第14話:勝手気ままな失踪者

依頼の内容は実にシンプルだった。


飼っていたペットの猫が数日経っても家に帰ってこないので探してくれ、とのことだ。


猫の写った写真を受け取る。それには可愛らしい黒猫が写っていた。


続いて、その猫の遊び道具を受け取る。


人間以外にもある程度知能を持った生物であれば魔力は存在している。


いつもの手順で思念を読み取り記憶する。


必要な情報を手に入れたので、依頼主に見つかったら連絡を入れると告げる。


よろしくお願いします、と必死に頭を下げていた。




俺はペットを飼っていた経験はないので依頼主がどんな気持ちでいるのかは解らない。


だがペットは家族だ、という人もいるぐらいだ。相当心配しているのだろう。


実の父親が居なくなってしまったというぐらいには―


「早速探しに行ってくるよ」


そういって俺は初仕事に出かける。




昨日の調査と同じ要領で探し始める。面倒だったので最大出力で探査の魔法を展開する。


すると痕跡ではなく本体を認識できた。


(いた!こっから3キロ先、あそこは確か・・・)


急いで向かってみるとそこには小さな公園があった。


敷地内には猫が数匹居座っていて、たまり場のようになっている。


公園に近づいていくとベンチの上に座っていた黒猫がこちらを見つめている。


疑問に思い振り返ってみるが背後にはなにもない。


(透明化してるのになんでだ?野生のカンってヤツかぁ?)


気になったのでその猫の魔力を確認してみる。


するとかなりの量の魔力が潜在していることがわかった。


(猫の魔法使い、だったりはしねぇか、まさかな)




動物の中にも不思議な力を持った個体がいるのだろう。


実際とても賢い犬や猫がいるが、つまりはそういうことなのかもしれない。


魔法の力は人だけのモノではない。強い意思が織りなす神秘、それが魔法だ―




公園に降り立つ。よく見るとその黒猫は探していた猫ではなかった。


首輪が付いていない。ただの野良猫のようだ。


視線はずっとこちらを向いている。


試しに手を振るとにゃ~んと鳴いて返事をしている。完璧にこちらを認識している。


この不思議な猫のことがとても気にはなるが、依頼されている猫を探す。


公園の隅っこに猫が数匹、寄り添って団子のようになっていた。


その中に首輪をした黒猫がいた。
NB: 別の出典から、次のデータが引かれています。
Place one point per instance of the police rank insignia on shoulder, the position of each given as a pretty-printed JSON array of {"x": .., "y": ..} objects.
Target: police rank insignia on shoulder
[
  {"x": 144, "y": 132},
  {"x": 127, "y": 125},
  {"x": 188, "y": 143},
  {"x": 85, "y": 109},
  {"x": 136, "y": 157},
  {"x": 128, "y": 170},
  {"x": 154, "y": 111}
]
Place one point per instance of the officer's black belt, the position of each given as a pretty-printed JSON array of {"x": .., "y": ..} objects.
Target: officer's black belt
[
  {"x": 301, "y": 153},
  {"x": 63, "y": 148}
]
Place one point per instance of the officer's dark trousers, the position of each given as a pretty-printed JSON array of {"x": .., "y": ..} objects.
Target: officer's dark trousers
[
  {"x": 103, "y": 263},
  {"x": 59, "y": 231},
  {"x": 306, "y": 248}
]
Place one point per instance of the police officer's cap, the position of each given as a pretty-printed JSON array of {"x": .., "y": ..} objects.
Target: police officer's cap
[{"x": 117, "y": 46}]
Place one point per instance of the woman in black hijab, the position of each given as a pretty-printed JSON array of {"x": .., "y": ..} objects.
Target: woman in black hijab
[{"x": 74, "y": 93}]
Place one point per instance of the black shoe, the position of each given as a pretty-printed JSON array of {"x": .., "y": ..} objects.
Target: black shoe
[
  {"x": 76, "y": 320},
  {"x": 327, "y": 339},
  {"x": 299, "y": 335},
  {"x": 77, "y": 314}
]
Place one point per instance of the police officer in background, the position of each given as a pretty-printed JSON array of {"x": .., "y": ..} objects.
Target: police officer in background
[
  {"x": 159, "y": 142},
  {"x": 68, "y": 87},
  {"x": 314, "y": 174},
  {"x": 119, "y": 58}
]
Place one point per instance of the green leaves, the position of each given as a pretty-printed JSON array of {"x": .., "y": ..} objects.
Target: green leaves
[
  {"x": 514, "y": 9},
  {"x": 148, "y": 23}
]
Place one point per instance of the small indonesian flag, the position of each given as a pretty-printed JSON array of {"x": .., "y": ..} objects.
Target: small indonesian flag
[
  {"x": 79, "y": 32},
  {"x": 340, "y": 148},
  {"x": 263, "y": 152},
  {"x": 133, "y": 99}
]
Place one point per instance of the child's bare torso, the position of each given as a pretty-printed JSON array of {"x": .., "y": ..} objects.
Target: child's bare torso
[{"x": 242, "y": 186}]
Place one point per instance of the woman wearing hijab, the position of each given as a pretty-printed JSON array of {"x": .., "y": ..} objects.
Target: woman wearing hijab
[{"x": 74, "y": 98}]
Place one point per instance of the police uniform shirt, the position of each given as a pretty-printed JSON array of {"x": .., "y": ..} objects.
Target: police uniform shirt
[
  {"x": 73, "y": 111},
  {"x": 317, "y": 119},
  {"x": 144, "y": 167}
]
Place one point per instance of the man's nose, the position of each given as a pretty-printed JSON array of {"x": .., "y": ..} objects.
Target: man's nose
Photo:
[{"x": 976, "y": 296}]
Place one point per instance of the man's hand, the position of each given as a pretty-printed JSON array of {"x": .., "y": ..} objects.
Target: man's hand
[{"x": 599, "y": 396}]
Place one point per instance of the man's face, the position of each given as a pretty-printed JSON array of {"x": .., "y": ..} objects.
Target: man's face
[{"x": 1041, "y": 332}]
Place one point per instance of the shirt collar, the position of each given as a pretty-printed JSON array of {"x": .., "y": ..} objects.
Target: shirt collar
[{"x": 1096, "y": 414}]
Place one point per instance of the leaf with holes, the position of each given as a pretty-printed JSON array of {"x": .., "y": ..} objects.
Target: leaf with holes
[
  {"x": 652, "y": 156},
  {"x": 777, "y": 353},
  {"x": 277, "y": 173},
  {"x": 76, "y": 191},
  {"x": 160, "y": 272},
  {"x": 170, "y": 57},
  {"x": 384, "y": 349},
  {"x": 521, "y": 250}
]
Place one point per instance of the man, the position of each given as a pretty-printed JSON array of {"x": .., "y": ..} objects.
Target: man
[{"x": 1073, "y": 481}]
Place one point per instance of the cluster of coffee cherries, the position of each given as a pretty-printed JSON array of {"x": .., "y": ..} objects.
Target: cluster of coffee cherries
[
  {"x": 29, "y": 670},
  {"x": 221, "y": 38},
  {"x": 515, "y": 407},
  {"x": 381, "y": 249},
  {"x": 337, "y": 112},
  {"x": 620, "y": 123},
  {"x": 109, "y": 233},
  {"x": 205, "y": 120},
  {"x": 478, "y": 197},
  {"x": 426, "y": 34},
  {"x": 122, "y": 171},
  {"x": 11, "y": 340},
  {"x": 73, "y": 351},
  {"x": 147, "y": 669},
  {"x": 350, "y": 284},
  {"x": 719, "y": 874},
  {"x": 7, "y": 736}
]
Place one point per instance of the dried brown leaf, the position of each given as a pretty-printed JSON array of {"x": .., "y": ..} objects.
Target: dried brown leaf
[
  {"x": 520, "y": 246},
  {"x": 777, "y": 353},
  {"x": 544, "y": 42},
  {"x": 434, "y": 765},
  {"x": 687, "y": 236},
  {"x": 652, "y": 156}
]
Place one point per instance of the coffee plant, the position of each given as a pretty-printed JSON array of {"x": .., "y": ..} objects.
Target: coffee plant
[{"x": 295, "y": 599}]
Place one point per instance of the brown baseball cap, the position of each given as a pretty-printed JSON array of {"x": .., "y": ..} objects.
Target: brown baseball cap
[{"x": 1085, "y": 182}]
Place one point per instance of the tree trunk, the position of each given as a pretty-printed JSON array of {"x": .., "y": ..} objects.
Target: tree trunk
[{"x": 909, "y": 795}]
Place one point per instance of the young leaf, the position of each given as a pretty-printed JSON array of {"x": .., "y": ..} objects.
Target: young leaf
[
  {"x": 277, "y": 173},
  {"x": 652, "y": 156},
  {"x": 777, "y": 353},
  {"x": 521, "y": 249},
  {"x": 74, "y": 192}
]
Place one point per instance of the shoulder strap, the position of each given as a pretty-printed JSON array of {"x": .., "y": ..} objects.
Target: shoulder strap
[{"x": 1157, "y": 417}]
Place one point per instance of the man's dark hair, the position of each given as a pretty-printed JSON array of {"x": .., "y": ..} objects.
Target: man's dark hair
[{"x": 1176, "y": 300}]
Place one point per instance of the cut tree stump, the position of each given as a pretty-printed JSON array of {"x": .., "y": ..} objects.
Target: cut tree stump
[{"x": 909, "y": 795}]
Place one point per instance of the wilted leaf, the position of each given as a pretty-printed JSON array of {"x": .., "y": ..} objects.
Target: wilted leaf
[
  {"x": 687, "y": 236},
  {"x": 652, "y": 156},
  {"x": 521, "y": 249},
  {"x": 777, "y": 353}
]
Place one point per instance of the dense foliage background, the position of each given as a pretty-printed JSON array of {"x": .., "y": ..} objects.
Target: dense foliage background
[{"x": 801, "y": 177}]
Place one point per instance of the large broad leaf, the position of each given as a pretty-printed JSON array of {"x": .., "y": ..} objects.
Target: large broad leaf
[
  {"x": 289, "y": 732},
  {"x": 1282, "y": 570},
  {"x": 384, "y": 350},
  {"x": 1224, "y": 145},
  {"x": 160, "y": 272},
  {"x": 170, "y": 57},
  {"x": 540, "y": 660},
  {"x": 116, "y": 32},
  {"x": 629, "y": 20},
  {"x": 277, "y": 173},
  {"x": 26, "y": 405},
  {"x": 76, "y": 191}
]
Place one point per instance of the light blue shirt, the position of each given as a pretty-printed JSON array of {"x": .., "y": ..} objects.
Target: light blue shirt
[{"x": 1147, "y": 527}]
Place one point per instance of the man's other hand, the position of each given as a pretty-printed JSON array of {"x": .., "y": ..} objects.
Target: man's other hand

気持ちよさそうに昼寝をしている。


近寄っていきその猫に手をかざし魔法を編み出す。


(そのまま大人しく眠っててちょーだい)


ツンツンと鼻先を軽くつついてみるが起きる気配がない。


眠らせる魔法の効き目は抜群のようだ。そのまま猫を抱き上げ空へと飛び立つ。


(これで初仕事は終わりだな、楽勝だぜ)


公園を見下ろすとさっきの不思議な猫がこちらを見つめている。


軽く手を振ると猫も尻尾を振って返事を返しているかのように見えた。


探し始めてから30分もしないうちに見つけられたのは良かったが、すぐ帰るわけにもいかなかった。


いくらなんでも1匹の猫を町中探し回って見つけたにしては不自然すぎる早さだからだ、猫探しRTAリアルタイムアタック勢がこの世に存在するなら速攻で引退するレベルだろう。


しかし時間が余ったならそれはそれで好都合だ。


時間の帳尻合わせと余った時間を有効に使う為、調査を続ける事にした。